Assessment of damages update: applicable law in recovery of losses

Dr Katy Ferris and Dr James Marson comment on Moreno v Motor Insurers’ Bureau [2016] UKSC 52.

About the authors
Dr Katy Ferris is a senior lecturer in law at the University of Huddersfield and Dr James Marson is a principal lecturer in law at Sheffield Hallam University.

Facts: Ms Tiffany Moreno, a UK national, was - while on holiday in Greece - struck by a car as she walked along a road. She sustained serious injuries. The car was registered in Greece; however, the driver, who was at fault, possessed no driving licence and the vehicle was not subject to insurance cover.

Given that a motor accident victim has, often, no likelihood of recovering damages from an uninsured driver, EU law - through the motor vehicle insurance Directives - provides a means of protection (Directive 2009/103/EC relating to insurance against civil liability in respect of the use of motor vehicles, and the enforcement of the obligation to insure against such liability).
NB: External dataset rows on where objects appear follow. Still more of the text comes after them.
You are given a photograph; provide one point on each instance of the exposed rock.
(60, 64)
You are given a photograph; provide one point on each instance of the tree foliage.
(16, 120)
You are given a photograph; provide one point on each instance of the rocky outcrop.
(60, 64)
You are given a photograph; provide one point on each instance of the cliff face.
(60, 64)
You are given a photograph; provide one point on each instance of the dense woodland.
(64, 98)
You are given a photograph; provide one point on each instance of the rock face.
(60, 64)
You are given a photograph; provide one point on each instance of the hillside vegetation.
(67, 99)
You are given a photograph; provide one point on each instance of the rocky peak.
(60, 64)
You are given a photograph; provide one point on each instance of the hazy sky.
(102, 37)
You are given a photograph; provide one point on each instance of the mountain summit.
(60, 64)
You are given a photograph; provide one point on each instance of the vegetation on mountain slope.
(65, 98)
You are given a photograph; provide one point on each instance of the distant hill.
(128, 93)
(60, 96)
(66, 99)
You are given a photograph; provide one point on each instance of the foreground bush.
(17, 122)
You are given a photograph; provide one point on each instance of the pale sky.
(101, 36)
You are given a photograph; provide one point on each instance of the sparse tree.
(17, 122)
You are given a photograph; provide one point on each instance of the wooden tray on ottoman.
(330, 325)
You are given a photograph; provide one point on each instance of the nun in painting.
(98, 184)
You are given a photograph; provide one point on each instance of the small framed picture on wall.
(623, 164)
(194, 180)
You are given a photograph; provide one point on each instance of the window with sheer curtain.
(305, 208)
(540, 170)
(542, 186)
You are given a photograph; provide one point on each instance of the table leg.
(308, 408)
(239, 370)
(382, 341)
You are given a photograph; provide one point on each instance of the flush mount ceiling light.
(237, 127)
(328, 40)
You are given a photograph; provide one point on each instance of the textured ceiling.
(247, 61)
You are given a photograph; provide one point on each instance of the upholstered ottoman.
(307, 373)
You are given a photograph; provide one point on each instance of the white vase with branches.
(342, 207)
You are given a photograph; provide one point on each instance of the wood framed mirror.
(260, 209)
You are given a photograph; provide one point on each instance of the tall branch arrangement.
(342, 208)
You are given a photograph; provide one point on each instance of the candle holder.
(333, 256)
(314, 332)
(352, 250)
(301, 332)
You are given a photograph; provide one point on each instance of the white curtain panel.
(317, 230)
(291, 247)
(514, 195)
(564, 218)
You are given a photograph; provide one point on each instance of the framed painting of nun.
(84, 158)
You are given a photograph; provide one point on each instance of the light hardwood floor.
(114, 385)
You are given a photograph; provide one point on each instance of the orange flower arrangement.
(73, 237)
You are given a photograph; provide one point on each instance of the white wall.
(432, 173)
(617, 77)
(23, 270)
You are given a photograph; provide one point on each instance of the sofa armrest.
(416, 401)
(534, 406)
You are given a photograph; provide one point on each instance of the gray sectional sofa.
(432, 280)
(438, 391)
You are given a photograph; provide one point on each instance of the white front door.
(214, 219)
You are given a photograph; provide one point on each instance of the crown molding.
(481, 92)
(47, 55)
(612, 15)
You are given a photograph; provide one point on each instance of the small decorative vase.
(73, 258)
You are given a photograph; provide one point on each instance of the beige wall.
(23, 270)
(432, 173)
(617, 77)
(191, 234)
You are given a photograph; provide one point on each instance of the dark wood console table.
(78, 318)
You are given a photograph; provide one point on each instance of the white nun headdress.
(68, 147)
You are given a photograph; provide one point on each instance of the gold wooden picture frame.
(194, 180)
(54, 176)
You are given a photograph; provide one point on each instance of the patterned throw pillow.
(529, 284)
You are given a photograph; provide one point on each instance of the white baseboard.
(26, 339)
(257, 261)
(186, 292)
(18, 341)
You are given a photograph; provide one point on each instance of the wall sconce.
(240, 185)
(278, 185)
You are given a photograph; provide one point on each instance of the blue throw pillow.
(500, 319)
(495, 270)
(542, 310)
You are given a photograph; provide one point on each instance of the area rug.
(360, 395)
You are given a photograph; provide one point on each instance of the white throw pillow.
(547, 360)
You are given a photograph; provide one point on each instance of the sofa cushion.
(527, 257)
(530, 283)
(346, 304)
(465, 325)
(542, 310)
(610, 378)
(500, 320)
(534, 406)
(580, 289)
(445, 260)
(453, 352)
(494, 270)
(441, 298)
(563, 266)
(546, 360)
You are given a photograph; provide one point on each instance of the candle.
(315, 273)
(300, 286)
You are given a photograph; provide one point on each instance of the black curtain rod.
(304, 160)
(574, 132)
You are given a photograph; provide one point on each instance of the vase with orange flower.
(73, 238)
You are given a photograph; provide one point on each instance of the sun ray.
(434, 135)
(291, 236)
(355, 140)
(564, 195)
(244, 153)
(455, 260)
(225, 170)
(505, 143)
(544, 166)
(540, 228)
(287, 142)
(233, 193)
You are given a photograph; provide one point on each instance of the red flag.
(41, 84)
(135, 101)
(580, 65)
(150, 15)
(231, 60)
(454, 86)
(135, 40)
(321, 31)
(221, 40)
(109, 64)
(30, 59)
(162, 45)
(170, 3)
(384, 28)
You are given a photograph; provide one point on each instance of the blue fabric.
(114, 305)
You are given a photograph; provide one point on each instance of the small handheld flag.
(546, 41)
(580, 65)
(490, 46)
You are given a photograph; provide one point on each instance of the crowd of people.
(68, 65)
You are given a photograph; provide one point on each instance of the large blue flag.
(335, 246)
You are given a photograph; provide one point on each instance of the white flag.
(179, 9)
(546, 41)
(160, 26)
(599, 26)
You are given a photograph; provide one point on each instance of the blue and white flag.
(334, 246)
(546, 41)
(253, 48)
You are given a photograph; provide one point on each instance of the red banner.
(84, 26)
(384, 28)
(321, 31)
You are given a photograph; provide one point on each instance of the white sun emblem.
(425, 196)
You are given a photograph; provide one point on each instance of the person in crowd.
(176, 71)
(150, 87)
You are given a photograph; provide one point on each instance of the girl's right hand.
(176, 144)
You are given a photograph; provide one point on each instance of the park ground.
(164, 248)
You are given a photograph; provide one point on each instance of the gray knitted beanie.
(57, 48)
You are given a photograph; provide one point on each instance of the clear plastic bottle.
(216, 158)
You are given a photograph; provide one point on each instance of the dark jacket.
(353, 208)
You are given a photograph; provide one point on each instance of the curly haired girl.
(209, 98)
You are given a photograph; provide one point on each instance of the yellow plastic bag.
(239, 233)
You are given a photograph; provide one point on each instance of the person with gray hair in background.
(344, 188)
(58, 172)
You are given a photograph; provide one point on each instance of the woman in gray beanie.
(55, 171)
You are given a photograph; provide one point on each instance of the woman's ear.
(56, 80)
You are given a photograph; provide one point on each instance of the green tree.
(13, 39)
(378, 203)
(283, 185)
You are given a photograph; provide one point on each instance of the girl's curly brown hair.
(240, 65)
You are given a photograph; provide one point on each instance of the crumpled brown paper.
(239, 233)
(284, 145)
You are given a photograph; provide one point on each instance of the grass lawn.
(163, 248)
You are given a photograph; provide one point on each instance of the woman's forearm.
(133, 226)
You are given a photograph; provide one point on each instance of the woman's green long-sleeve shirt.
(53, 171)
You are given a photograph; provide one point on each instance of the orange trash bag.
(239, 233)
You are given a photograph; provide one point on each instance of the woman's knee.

Each member state is required to have established a central guarantee fund from which the innocent victims of negligent uninsured drivers may seek compensation. In the UK, the Motor Insurers’ Bureau (MIB) is the body that undertakes this responsibility. The relevant transposing law is the Motor Vehicles (Compulsory Insurance) (Information Centre and Compensation Body) Regulations (MV Regs) 2003 SI No 37.

Tiffany Moreno returned to the UK and began her claim for compensation through MIB. MIB determined that damages were awarded in keeping with Greek law, while the claimant argued that the applicable law in quantum was English law.

Decision: At first instance, Gilbart J applied the reasoning of the Court of Appeal in Jacobs v Motor Insurers’ Bureau [2010] EWCA Civ 1208 to hold that the damages were to be determined according to English law ([ 2015] EWHC 1002 (QB)). MIB appealed.

… the Directives do not allow states discretion about a choice of which law of the member states they wish to use in the calculation of an award

The Supreme Court held that the motor vehicle insurance Directives do not allow states discretion about a choice of which law of the member states they wish to use in the calculation of an award. The compensation body in the victim’s country of residence is required to ‘apply, in evaluating liability and assessing compensation, the law of the country in which the accident occurred’ (clause 7.2 and clause 8.2 of the Directive (para 35 of the judgment)).

In so doing, the court overruled previously inconsistent judgments in Jacobs above and Bloy (Charlie Ireson (a minor, suing by his mother and litigation friend, Georgina Bloy) v Motor Insurers’ Bureau [2013] EWCA Civ 1543 in relation to the meaning of the MV Regs. It followed the reasoning provided in ERGO Insurance SE v If P&C Insurance AS Insurance AS and Gjensidige Baltic AAS v PZU Lietuva UAB DK C-359 /14 and C-475 /14 regarding the lack of any specific conflict-of-law rule intended to determine the law applicable to the action for indemnity between insurers. There was no scope for the independent provision of which law was to apply in the circumstances of the case. Where an accident and associated losses occurred, for example, in Greece, Greek law is to be applied even where the victim of the uninsured driver brings a claim in another member state and through its national guarantee-fund body (in this case, in the UK the body is MIB).

Comment: The ruling clarifies the law concerning which jurisdiction is to be used when determining the quantum of damage. In some countries, this may result in a lesser amount being awarded than would be available in other states where EU law applies. Therefore, it is advisable that visitors to other member states (as a foot passenger or driver) upgrade their insurance cover to avoid the unfortunate consequences of the vagaries of damages awards between states.